Bienal do Livro de São Paulo: a visita de Marcelo - 2

03.07.22

Marcelo deu para lá de show de bola. Irrequieto, afectuoso, selfies para cá, selfies para lá, brasileiros a repetirem em cada esquina: estou com inveja, quem me dera um presidente assim.

O presidente começou o dia com um ex-presidente, e por causa desse encontro ficará desta visita um amargo na boca. Ainda que a expressão “incidente diplomático” não seja verbalizada e, ao contrário, o desconvite do presidente para almoçar em Brasília, segunda-feira, seja desvalorizado. Até 7 de Setembro, quando se assinalam os 200 anos da independência do Brasil, há tempo para digerir esta pedra.

Marcelo começou o dia com Lula, pequeno-almoço às 9,30 em que se falou de tudo, de geopolítica à Ucrânia, e não se falou do Brasil nem de Bolsonaro. Na casa do cônsul de Portugal em São Paulo. Marcelo e comitiva chegaram a São Paulo ontem, vindos do Rio, num avião militar brasileiro.

E agora, o que vai conhecer? Nunca se sabe. Tratando-se de Marcelo, nunca se sabe. O programa de São Paulo foi reagendado, a ida a Brasília cancelada. Durante a tarde, encontro com a comunidade de portugueses em Sampa. Passa para segunda feira a reunião com Temer.

O caudal de pessoas que esperavam o presidente português, já no recinto da Bienal, era engrossado minuto a minuto. Fora os visitantes que perguntavam:

- Gente, que há ali?

- O presidente de Portugal.

- Sério?!

Comentários da espera:

- o presidente está a fazer declarações depois do encontro com Lula.

- o presidente já está a caminho.

Chegou.

Marcelo tem aquele dom de transformar 50 segundos num tempo considerável. Por exemplo, em 50 segundos é possível provar um croquete de leitão da Bairrada, fazer um brinde com espumante português, ao som de uma guitarra.

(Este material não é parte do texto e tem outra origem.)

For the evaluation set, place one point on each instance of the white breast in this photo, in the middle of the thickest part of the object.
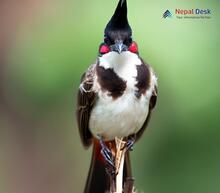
(124, 115)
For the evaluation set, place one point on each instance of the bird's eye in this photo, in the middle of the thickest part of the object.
(104, 49)
(133, 47)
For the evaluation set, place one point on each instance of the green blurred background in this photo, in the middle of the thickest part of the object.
(45, 47)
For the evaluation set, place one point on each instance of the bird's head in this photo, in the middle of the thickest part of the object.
(118, 33)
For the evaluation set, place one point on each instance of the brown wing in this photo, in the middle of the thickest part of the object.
(152, 104)
(86, 99)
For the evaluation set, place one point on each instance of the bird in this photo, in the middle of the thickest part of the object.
(116, 97)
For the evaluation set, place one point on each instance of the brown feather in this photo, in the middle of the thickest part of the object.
(86, 100)
(152, 104)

Passo acelerado pelos corredores. Marcelo de braço dado com Pedro Adão e Silva. Como se o apadrinhasse. Talvez tenha começado a apadrinha-lo quando mergulharam juntos nas águas de Copacabana, ontem.

E então Marcelo vê José Luís Peixoto num auditório. Muda a rota, sobe ao palco. “Ia passando por aqui e vi o Peixoto.” Peixoto falava de Saramago. “Como disse o Peixoto, Saramago é português, é brasileiro, é angolano... porque ele é universal.” Remonta aos anos 90, quando apresentou um livro de Saramago, e naquele tempo como agora vivíamos sob uma cegueira incapacitante. Ágil, ainda comenta a peculiar pontuação do Nobel português, que acompanha o seu ritmo de pensamento. E despede-se com um abraço.

A multidão atónita. A segurança brasileira incrédula. O protocolo e os portugueses, habituados ao improviso e carácter indómito do presidente, ainda assim a dizerem: uau. Uma jornalista comenta: esta é a viagem presidencial mais estranha de todas as que já acompanhei.

E ainda faltava tanto. Aquele momento em que uma cantora sertaneja interpretava à viola uma toada que ia bem com o que estava escrito numa faixa: sertão de carne e alma. De uma música de cordel, passou directo para o Fado Tropical de Chico Buarque. Ai esta terra ainda vai cumprir seu ideal. O imenso-Portugal-Marcelo atravessou o recinto, tirou mais selfies, aparentemente sem fito.

Ilusão. O passo pode ser errático, mas a intenção é decidida, firme. Sabe o que quer e, sobretudo, não erra no objectivo que traça.

Ao virar da esquina, entra numa casinha. Maurício de Sousa, o autor do Livro da Mônica, num rectângulo onde na nossa infância se dizia: menina não entra, está a pintar. Não se avistava Cebolinha ou Cascão. O presidente sentou-se ao lado, desenhou com o cartoonista, pintou, usou os lápis de cor, experimentou o fio livre da criança que salta e ri, e avança curiosa. Não foram 50 segundos, foram uns cinco minutos, podem ter sido dez. Foi o tempo de um recuo à infância, uma coisa que não se mede em tempo cronológico.

Pouco antes, passagem pelo pavilhão de Portugal. Já estava quase no fim a conversa com Paulina Chiziane, escritora moçambicana, a última a ser galardoada com o prémio Camões.

A Paulina foi o que não pude ouvir por ir a galope, com Marcelo.

Marcelo e Pedro Adão e Silva (e demais individualidades) sentados um instante a ver ainda Paulina, a que “tem o elixir da juventude eterna. Um beijo”, despede-se.

Pegando o gancho do que ele disse sobre Paulina: a juventude, será o que procura? Pode ser que seja uma forma de perdurar.

 

Estou a acompanhar a Bienal do Livro de São Paulo a convite da Câmara Brasileira do Livro.